Badan Pemulihan Aset Kejaksaan Agung (Kejagung) RI resmi memperkenalkan program BPA Fair 2026 sebagai upaya memperkuat pemulihan aset negara melalui mekanisme lelang yang terbuka dan akuntabel.
Kepala Pusat Penerangan Hukum Kejagung, Anang Supriatna, menyatakan kegiatan ini menjadi bagian dari komitmen transparansi dalam penegakan hukum.
“Penegakan hukum tidak hanya berhenti pada penindakan, tetapi juga harus memastikan pemulihan kerugian negara. Kegiatan ini menjadi sarana edukasi publik sekaligus menjawab berbagai persepsi yang berkembang di masyarakat,” ujarnya.
Ratusan Aset Siap Dilelang
Kepala Badan Pemulihan Aset, Kuntadi, mengungkapkan lebih dari 400 aset akan ditawarkan kepada publik dalam ajang tersebut.
Aset yang dilelang mencakup berbagai kategori, mulai dari perhiasan, tas mewah, kendaraan roda dua dan roda empat, hingga karya seni bernilai tinggi.

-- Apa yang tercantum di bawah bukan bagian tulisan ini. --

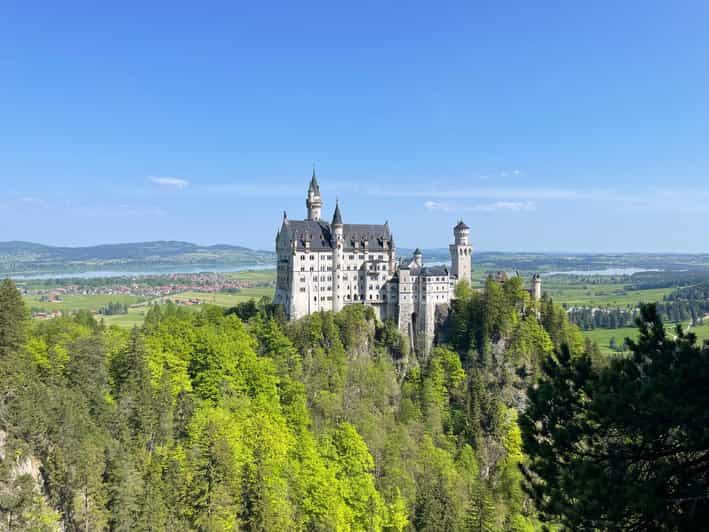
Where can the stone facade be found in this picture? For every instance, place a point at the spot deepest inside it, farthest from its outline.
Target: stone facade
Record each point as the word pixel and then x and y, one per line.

Seluruh barang telah melalui proses pengelolaan untuk menjaga nilai ekonominya sebelum dilepas ke pasar.
“Melalui kegiatan ini, kami ingin menjawab pertanyaan masyarakat: ke mana aset hasil sitaan setelah perkara selesai. Kami membuka proses ini secara transparan agar publik dapat memahami dan turut berpartisipasi,” jelas Kuntadi.

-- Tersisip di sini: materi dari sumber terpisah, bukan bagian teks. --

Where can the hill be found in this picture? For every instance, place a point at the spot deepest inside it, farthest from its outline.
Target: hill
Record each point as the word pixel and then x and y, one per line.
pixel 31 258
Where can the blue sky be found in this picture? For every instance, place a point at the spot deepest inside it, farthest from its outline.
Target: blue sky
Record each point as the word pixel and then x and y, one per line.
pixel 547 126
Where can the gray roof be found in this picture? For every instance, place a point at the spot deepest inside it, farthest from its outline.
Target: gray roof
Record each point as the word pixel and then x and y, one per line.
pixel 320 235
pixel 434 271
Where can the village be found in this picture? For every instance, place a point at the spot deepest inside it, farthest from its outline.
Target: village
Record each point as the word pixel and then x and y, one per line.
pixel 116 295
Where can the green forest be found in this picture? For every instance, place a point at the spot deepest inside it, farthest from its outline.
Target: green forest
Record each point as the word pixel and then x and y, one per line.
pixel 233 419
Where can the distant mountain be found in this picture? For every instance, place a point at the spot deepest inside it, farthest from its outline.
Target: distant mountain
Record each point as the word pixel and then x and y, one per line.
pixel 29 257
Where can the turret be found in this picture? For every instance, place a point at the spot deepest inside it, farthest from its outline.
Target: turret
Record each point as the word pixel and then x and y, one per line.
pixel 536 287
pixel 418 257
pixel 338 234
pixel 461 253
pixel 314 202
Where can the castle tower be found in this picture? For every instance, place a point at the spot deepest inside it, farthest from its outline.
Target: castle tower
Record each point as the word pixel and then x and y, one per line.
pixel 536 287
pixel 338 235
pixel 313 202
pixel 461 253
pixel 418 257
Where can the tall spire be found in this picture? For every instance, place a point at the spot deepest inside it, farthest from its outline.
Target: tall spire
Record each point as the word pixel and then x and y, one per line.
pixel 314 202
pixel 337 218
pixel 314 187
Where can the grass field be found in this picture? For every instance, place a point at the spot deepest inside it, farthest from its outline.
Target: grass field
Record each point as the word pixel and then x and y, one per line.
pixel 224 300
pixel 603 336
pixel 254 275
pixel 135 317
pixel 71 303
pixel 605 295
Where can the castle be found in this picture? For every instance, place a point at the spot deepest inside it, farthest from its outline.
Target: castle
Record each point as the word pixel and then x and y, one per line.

BPA Fair 2026 dijadwalkan berlangsung pada 18 hingga 22 Mei 2026 di Gedung BPA Kejaksaan RI.
Nilai Aset Tembus Rp100 Miliar
Proses pelelangan dalam kegiatan ini akan dilakukan melalui sistem e-katalog yang dapat diakses oleh masyarakat umum. Estimasi awal menunjukkan total nilai aset yang ditawarkan mencapai lebih dari Rp100 miliar.

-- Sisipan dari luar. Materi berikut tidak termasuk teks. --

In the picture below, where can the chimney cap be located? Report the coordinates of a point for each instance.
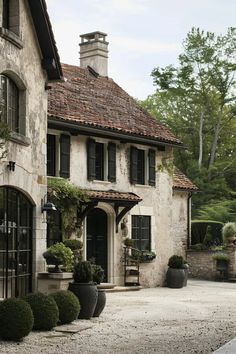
(97, 35)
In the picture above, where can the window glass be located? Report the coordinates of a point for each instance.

Sebagian besar atau sekitar 90 persen aset yang dilelang merupakan aset bergerak, sehingga memudahkan pengunjung untuk melihat langsung objek yang ditawarkan.
Selain sebagai ajang lelang, kegiatan ini juga dirancang sebagai ruang interaksi antara aparat penegak hukum dengan masyarakat, media, dan pemangku kepentingan lainnya.
“Transparansi tidak hanya soal membuka data, tetapi juga membuka ruang dialog. Kami ingin masyarakat terlibat dan menilai langsung proses yang kami jalankan,” tambah Kuntadi.